With one voice
Musician bridges troubled waters playing messages for mankind
Mark Brown, Rocky Mountain News
Published August 3, 2006 at midnight
As a traveling musician in troubled times, Manu Chao, one of the founders of the alternative Latin/punk music scene, sees more than he ever wanted to see. Places he has sung, cities in which he has lived, have seen terrible violence.
"What happened in Spain with the bombs in Madrid, what's happening in France is part of the process of what's happening in the world. Everything is going crazy, my friend," Chao says via phone from Paris. "The situation is more and more disintegrating, getting worse and worse. The general problem is quite dangerous.
"When you write a song you're always influenced by your surroundings. Of course the world in which I'm living becomes part of my songs. More and more this world is going crazy and more and more it's an emergency to find solutions," he says.
Raised in Paris, Chao spent time living in Spain and has traveled extensively throughout the world, although tonight's show at the Fillmore Auditorium is his first trip to Denver.
"The music gave me the opportunity to travel. Traveling is the best university you can have in life. I've been lucky enough to get in this fabulous university. The more you learn about other cultures the more you understand your own culture," he says.
Chao's work and that of his previous band, Mano Negra, is touched by vast influences ranging from traditional Latin music to the hardcore punk music that attracted Chao as a teenager. His lyrics lean toward the political.
"When I got into music it was because I was a fan of music. I wanted to do music like any teenager," he says. In songwriting, he says, "you try to be honest in your life and your job and go on. I don't know why it works for me. A lot of people might consider my career not normal. But you don't need somebody you see every day on TV. I have a lot of people who listen to my music, that's for sure. And that's it. I try to be honest. That's the main work. I try to be honest with myself. If I'm honest with myself, I'm honest with everybody."
While he has a vast following in Europe and South America, Chao has never broken big in the U.S. and isn't sure he will.

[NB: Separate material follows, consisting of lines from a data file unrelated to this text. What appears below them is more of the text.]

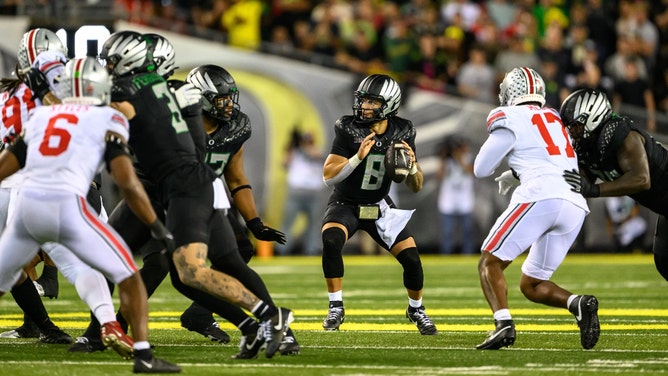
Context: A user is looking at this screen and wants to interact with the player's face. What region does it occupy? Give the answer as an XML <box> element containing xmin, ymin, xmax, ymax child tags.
<box><xmin>360</xmin><ymin>97</ymin><xmax>383</xmax><ymax>119</ymax></box>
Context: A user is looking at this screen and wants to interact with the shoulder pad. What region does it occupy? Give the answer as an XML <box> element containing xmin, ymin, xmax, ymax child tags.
<box><xmin>597</xmin><ymin>117</ymin><xmax>633</xmax><ymax>159</ymax></box>
<box><xmin>334</xmin><ymin>115</ymin><xmax>369</xmax><ymax>139</ymax></box>
<box><xmin>111</xmin><ymin>77</ymin><xmax>139</xmax><ymax>102</ymax></box>
<box><xmin>207</xmin><ymin>112</ymin><xmax>252</xmax><ymax>152</ymax></box>
<box><xmin>388</xmin><ymin>116</ymin><xmax>416</xmax><ymax>141</ymax></box>
<box><xmin>487</xmin><ymin>107</ymin><xmax>507</xmax><ymax>133</ymax></box>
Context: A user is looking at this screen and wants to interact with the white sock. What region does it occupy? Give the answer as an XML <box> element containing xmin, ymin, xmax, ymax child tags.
<box><xmin>494</xmin><ymin>308</ymin><xmax>513</xmax><ymax>321</ymax></box>
<box><xmin>408</xmin><ymin>298</ymin><xmax>422</xmax><ymax>308</ymax></box>
<box><xmin>327</xmin><ymin>290</ymin><xmax>343</xmax><ymax>302</ymax></box>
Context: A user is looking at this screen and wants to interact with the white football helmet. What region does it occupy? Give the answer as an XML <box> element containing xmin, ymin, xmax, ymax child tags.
<box><xmin>144</xmin><ymin>33</ymin><xmax>177</xmax><ymax>78</ymax></box>
<box><xmin>17</xmin><ymin>28</ymin><xmax>67</xmax><ymax>70</ymax></box>
<box><xmin>353</xmin><ymin>74</ymin><xmax>401</xmax><ymax>124</ymax></box>
<box><xmin>499</xmin><ymin>67</ymin><xmax>545</xmax><ymax>107</ymax></box>
<box><xmin>559</xmin><ymin>89</ymin><xmax>612</xmax><ymax>151</ymax></box>
<box><xmin>100</xmin><ymin>30</ymin><xmax>155</xmax><ymax>77</ymax></box>
<box><xmin>56</xmin><ymin>57</ymin><xmax>112</xmax><ymax>106</ymax></box>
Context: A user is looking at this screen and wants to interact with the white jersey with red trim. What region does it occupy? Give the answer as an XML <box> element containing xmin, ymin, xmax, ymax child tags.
<box><xmin>23</xmin><ymin>104</ymin><xmax>129</xmax><ymax>197</ymax></box>
<box><xmin>0</xmin><ymin>84</ymin><xmax>41</xmax><ymax>188</ymax></box>
<box><xmin>478</xmin><ymin>105</ymin><xmax>589</xmax><ymax>211</ymax></box>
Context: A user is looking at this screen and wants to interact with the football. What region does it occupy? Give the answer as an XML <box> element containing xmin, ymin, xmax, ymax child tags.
<box><xmin>385</xmin><ymin>142</ymin><xmax>411</xmax><ymax>183</ymax></box>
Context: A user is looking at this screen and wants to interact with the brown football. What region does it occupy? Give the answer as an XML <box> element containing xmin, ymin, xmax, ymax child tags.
<box><xmin>385</xmin><ymin>142</ymin><xmax>411</xmax><ymax>183</ymax></box>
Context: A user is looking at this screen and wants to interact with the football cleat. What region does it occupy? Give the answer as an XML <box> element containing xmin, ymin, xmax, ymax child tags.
<box><xmin>232</xmin><ymin>334</ymin><xmax>264</xmax><ymax>359</ymax></box>
<box><xmin>100</xmin><ymin>321</ymin><xmax>134</xmax><ymax>359</ymax></box>
<box><xmin>67</xmin><ymin>336</ymin><xmax>107</xmax><ymax>353</ymax></box>
<box><xmin>278</xmin><ymin>328</ymin><xmax>301</xmax><ymax>355</ymax></box>
<box><xmin>406</xmin><ymin>306</ymin><xmax>438</xmax><ymax>336</ymax></box>
<box><xmin>0</xmin><ymin>320</ymin><xmax>40</xmax><ymax>338</ymax></box>
<box><xmin>258</xmin><ymin>307</ymin><xmax>294</xmax><ymax>358</ymax></box>
<box><xmin>132</xmin><ymin>349</ymin><xmax>181</xmax><ymax>373</ymax></box>
<box><xmin>568</xmin><ymin>295</ymin><xmax>601</xmax><ymax>350</ymax></box>
<box><xmin>181</xmin><ymin>316</ymin><xmax>230</xmax><ymax>343</ymax></box>
<box><xmin>475</xmin><ymin>320</ymin><xmax>515</xmax><ymax>350</ymax></box>
<box><xmin>322</xmin><ymin>302</ymin><xmax>346</xmax><ymax>330</ymax></box>
<box><xmin>39</xmin><ymin>325</ymin><xmax>73</xmax><ymax>345</ymax></box>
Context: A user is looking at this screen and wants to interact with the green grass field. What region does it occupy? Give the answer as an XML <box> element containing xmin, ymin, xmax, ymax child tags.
<box><xmin>0</xmin><ymin>254</ymin><xmax>668</xmax><ymax>376</ymax></box>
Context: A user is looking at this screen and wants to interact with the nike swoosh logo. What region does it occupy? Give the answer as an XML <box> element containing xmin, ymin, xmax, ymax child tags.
<box><xmin>246</xmin><ymin>336</ymin><xmax>257</xmax><ymax>351</ymax></box>
<box><xmin>575</xmin><ymin>298</ymin><xmax>582</xmax><ymax>321</ymax></box>
<box><xmin>274</xmin><ymin>308</ymin><xmax>283</xmax><ymax>330</ymax></box>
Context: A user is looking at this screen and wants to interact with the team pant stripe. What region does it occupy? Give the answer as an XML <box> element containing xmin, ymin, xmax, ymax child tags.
<box><xmin>483</xmin><ymin>202</ymin><xmax>534</xmax><ymax>252</ymax></box>
<box><xmin>79</xmin><ymin>197</ymin><xmax>137</xmax><ymax>273</ymax></box>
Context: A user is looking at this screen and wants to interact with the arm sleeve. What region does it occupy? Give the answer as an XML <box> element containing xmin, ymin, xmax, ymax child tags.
<box><xmin>473</xmin><ymin>128</ymin><xmax>515</xmax><ymax>178</ymax></box>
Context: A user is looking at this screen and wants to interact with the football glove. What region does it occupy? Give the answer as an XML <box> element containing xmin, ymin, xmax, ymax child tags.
<box><xmin>149</xmin><ymin>219</ymin><xmax>176</xmax><ymax>253</ymax></box>
<box><xmin>23</xmin><ymin>68</ymin><xmax>51</xmax><ymax>100</ymax></box>
<box><xmin>174</xmin><ymin>82</ymin><xmax>202</xmax><ymax>109</ymax></box>
<box><xmin>494</xmin><ymin>170</ymin><xmax>520</xmax><ymax>196</ymax></box>
<box><xmin>246</xmin><ymin>217</ymin><xmax>286</xmax><ymax>244</ymax></box>
<box><xmin>563</xmin><ymin>169</ymin><xmax>601</xmax><ymax>197</ymax></box>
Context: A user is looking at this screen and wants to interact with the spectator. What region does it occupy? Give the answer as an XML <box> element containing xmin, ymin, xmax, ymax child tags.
<box><xmin>437</xmin><ymin>136</ymin><xmax>475</xmax><ymax>255</ymax></box>
<box><xmin>276</xmin><ymin>129</ymin><xmax>325</xmax><ymax>256</ymax></box>
<box><xmin>612</xmin><ymin>57</ymin><xmax>656</xmax><ymax>132</ymax></box>
<box><xmin>221</xmin><ymin>0</ymin><xmax>265</xmax><ymax>50</ymax></box>
<box><xmin>456</xmin><ymin>45</ymin><xmax>497</xmax><ymax>103</ymax></box>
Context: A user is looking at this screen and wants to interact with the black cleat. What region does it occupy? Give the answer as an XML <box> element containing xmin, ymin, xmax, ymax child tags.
<box><xmin>475</xmin><ymin>320</ymin><xmax>515</xmax><ymax>350</ymax></box>
<box><xmin>132</xmin><ymin>356</ymin><xmax>181</xmax><ymax>373</ymax></box>
<box><xmin>568</xmin><ymin>295</ymin><xmax>601</xmax><ymax>350</ymax></box>
<box><xmin>322</xmin><ymin>302</ymin><xmax>346</xmax><ymax>330</ymax></box>
<box><xmin>258</xmin><ymin>307</ymin><xmax>294</xmax><ymax>358</ymax></box>
<box><xmin>406</xmin><ymin>306</ymin><xmax>438</xmax><ymax>336</ymax></box>
<box><xmin>67</xmin><ymin>336</ymin><xmax>107</xmax><ymax>353</ymax></box>
<box><xmin>39</xmin><ymin>325</ymin><xmax>73</xmax><ymax>345</ymax></box>
<box><xmin>278</xmin><ymin>328</ymin><xmax>301</xmax><ymax>355</ymax></box>
<box><xmin>232</xmin><ymin>334</ymin><xmax>264</xmax><ymax>359</ymax></box>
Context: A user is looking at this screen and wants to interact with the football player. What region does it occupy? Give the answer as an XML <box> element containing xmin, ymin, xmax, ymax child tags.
<box><xmin>322</xmin><ymin>74</ymin><xmax>438</xmax><ymax>335</ymax></box>
<box><xmin>100</xmin><ymin>31</ymin><xmax>293</xmax><ymax>358</ymax></box>
<box><xmin>0</xmin><ymin>57</ymin><xmax>181</xmax><ymax>373</ymax></box>
<box><xmin>559</xmin><ymin>89</ymin><xmax>668</xmax><ymax>280</ymax></box>
<box><xmin>473</xmin><ymin>67</ymin><xmax>600</xmax><ymax>350</ymax></box>
<box><xmin>187</xmin><ymin>61</ymin><xmax>299</xmax><ymax>358</ymax></box>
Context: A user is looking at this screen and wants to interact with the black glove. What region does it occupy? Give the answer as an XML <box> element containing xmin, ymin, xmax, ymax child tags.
<box><xmin>563</xmin><ymin>170</ymin><xmax>601</xmax><ymax>197</ymax></box>
<box><xmin>246</xmin><ymin>217</ymin><xmax>286</xmax><ymax>244</ymax></box>
<box><xmin>149</xmin><ymin>219</ymin><xmax>176</xmax><ymax>253</ymax></box>
<box><xmin>23</xmin><ymin>68</ymin><xmax>51</xmax><ymax>100</ymax></box>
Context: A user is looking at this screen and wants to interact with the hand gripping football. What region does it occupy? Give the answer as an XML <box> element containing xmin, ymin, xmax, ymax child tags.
<box><xmin>385</xmin><ymin>142</ymin><xmax>411</xmax><ymax>183</ymax></box>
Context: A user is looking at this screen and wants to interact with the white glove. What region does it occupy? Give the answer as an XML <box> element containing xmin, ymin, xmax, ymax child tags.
<box><xmin>174</xmin><ymin>82</ymin><xmax>202</xmax><ymax>109</ymax></box>
<box><xmin>494</xmin><ymin>170</ymin><xmax>520</xmax><ymax>195</ymax></box>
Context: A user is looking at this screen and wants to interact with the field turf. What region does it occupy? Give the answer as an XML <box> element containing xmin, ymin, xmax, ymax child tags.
<box><xmin>0</xmin><ymin>254</ymin><xmax>668</xmax><ymax>376</ymax></box>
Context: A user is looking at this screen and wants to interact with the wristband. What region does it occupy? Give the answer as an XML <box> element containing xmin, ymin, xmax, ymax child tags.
<box><xmin>348</xmin><ymin>154</ymin><xmax>362</xmax><ymax>168</ymax></box>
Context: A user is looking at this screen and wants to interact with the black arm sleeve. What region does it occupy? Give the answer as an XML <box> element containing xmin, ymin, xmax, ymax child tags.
<box><xmin>104</xmin><ymin>134</ymin><xmax>130</xmax><ymax>171</ymax></box>
<box><xmin>7</xmin><ymin>137</ymin><xmax>28</xmax><ymax>168</ymax></box>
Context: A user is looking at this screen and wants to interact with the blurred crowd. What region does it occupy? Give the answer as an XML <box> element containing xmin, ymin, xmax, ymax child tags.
<box><xmin>94</xmin><ymin>0</ymin><xmax>668</xmax><ymax>130</ymax></box>
<box><xmin>3</xmin><ymin>0</ymin><xmax>668</xmax><ymax>127</ymax></box>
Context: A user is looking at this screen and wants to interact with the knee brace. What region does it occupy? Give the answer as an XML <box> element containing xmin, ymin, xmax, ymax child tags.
<box><xmin>397</xmin><ymin>247</ymin><xmax>424</xmax><ymax>291</ymax></box>
<box><xmin>322</xmin><ymin>227</ymin><xmax>346</xmax><ymax>278</ymax></box>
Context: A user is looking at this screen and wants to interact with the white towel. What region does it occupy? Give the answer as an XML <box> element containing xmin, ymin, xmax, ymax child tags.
<box><xmin>213</xmin><ymin>178</ymin><xmax>231</xmax><ymax>214</ymax></box>
<box><xmin>376</xmin><ymin>200</ymin><xmax>415</xmax><ymax>247</ymax></box>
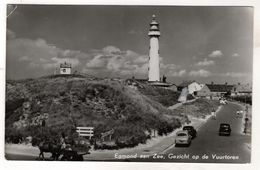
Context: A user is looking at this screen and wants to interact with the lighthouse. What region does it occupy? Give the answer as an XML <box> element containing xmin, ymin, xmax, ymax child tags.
<box><xmin>148</xmin><ymin>15</ymin><xmax>161</xmax><ymax>82</ymax></box>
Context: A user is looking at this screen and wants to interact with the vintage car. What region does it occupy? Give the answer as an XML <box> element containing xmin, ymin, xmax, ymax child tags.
<box><xmin>182</xmin><ymin>126</ymin><xmax>197</xmax><ymax>139</ymax></box>
<box><xmin>218</xmin><ymin>123</ymin><xmax>231</xmax><ymax>136</ymax></box>
<box><xmin>175</xmin><ymin>130</ymin><xmax>192</xmax><ymax>146</ymax></box>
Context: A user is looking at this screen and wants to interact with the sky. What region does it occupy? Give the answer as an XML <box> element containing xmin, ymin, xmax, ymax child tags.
<box><xmin>6</xmin><ymin>5</ymin><xmax>253</xmax><ymax>84</ymax></box>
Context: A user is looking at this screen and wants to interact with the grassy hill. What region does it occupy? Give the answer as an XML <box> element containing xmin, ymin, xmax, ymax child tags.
<box><xmin>5</xmin><ymin>75</ymin><xmax>187</xmax><ymax>146</ymax></box>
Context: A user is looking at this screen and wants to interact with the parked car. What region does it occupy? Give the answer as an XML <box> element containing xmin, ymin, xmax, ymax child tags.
<box><xmin>182</xmin><ymin>126</ymin><xmax>197</xmax><ymax>139</ymax></box>
<box><xmin>236</xmin><ymin>110</ymin><xmax>244</xmax><ymax>118</ymax></box>
<box><xmin>175</xmin><ymin>130</ymin><xmax>191</xmax><ymax>146</ymax></box>
<box><xmin>218</xmin><ymin>123</ymin><xmax>231</xmax><ymax>136</ymax></box>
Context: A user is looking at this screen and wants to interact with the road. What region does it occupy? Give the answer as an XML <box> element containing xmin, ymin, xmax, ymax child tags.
<box><xmin>131</xmin><ymin>103</ymin><xmax>251</xmax><ymax>163</ymax></box>
<box><xmin>6</xmin><ymin>103</ymin><xmax>251</xmax><ymax>163</ymax></box>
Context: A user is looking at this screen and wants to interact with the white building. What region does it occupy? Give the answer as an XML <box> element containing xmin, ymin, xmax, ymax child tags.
<box><xmin>178</xmin><ymin>81</ymin><xmax>204</xmax><ymax>95</ymax></box>
<box><xmin>60</xmin><ymin>62</ymin><xmax>71</xmax><ymax>75</ymax></box>
<box><xmin>148</xmin><ymin>15</ymin><xmax>160</xmax><ymax>82</ymax></box>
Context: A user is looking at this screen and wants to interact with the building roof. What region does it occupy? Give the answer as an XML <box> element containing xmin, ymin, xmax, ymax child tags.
<box><xmin>60</xmin><ymin>62</ymin><xmax>71</xmax><ymax>68</ymax></box>
<box><xmin>233</xmin><ymin>84</ymin><xmax>252</xmax><ymax>93</ymax></box>
<box><xmin>206</xmin><ymin>84</ymin><xmax>233</xmax><ymax>92</ymax></box>
<box><xmin>178</xmin><ymin>81</ymin><xmax>196</xmax><ymax>87</ymax></box>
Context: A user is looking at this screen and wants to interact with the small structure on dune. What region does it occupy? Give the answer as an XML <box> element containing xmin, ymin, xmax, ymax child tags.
<box><xmin>60</xmin><ymin>62</ymin><xmax>72</xmax><ymax>75</ymax></box>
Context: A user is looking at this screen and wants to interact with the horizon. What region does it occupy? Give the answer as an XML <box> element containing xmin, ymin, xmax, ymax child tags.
<box><xmin>6</xmin><ymin>5</ymin><xmax>253</xmax><ymax>84</ymax></box>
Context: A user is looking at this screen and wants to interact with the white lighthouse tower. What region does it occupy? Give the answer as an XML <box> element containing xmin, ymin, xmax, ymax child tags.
<box><xmin>148</xmin><ymin>15</ymin><xmax>161</xmax><ymax>82</ymax></box>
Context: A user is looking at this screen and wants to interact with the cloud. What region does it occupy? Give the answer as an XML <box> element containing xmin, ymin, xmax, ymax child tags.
<box><xmin>6</xmin><ymin>29</ymin><xmax>16</xmax><ymax>40</ymax></box>
<box><xmin>231</xmin><ymin>53</ymin><xmax>239</xmax><ymax>58</ymax></box>
<box><xmin>195</xmin><ymin>58</ymin><xmax>215</xmax><ymax>66</ymax></box>
<box><xmin>83</xmin><ymin>45</ymin><xmax>148</xmax><ymax>76</ymax></box>
<box><xmin>224</xmin><ymin>72</ymin><xmax>249</xmax><ymax>78</ymax></box>
<box><xmin>128</xmin><ymin>30</ymin><xmax>143</xmax><ymax>35</ymax></box>
<box><xmin>7</xmin><ymin>31</ymin><xmax>183</xmax><ymax>78</ymax></box>
<box><xmin>209</xmin><ymin>50</ymin><xmax>223</xmax><ymax>58</ymax></box>
<box><xmin>189</xmin><ymin>69</ymin><xmax>212</xmax><ymax>77</ymax></box>
<box><xmin>169</xmin><ymin>69</ymin><xmax>186</xmax><ymax>77</ymax></box>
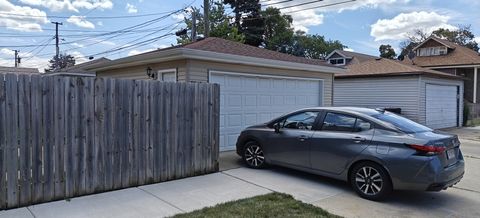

"I'm not the best person to analyze that. We never tried to force the thing, sell CDs and get famous in the U.S.," he says.
Then again, "we never tried that in Europe or South America. My question is why it's going so good in Europe and South America? Even in Europe, they never understand why the guy who never goes on TV has gigs that are always full."
His only significant exposure over here was at a Central Park gig a few years back.
"When you're playing in Central Park in New York you're playing for people from all over the world. Everwhere I go around the world I can find somebody who tells me 'I saw you in Central Park.' New York for me is a place I really like; I really feel at home there. I've got people who know me and know my music because there are people from everywhere," he says.
His travels have given him insight into terrorism, war, immigration and other issues of the day.
With immigration, "the problem in the U.S.A. is the same as in Europe. There is a big, big hypocrisy about that. All the politicians say they want to regulate immigration, stop everybody at the borders. But at the same time the industry and economy needs the immigration. They want immigrants without papers because they can treat them like slaves. There's this hypocrisy. Immigrants without papers can be fired in a minute. They've got no rights. They've got nothing," he says.
"The politicians say one thing and the industry says another thing. And the economy is stronger than the politicians."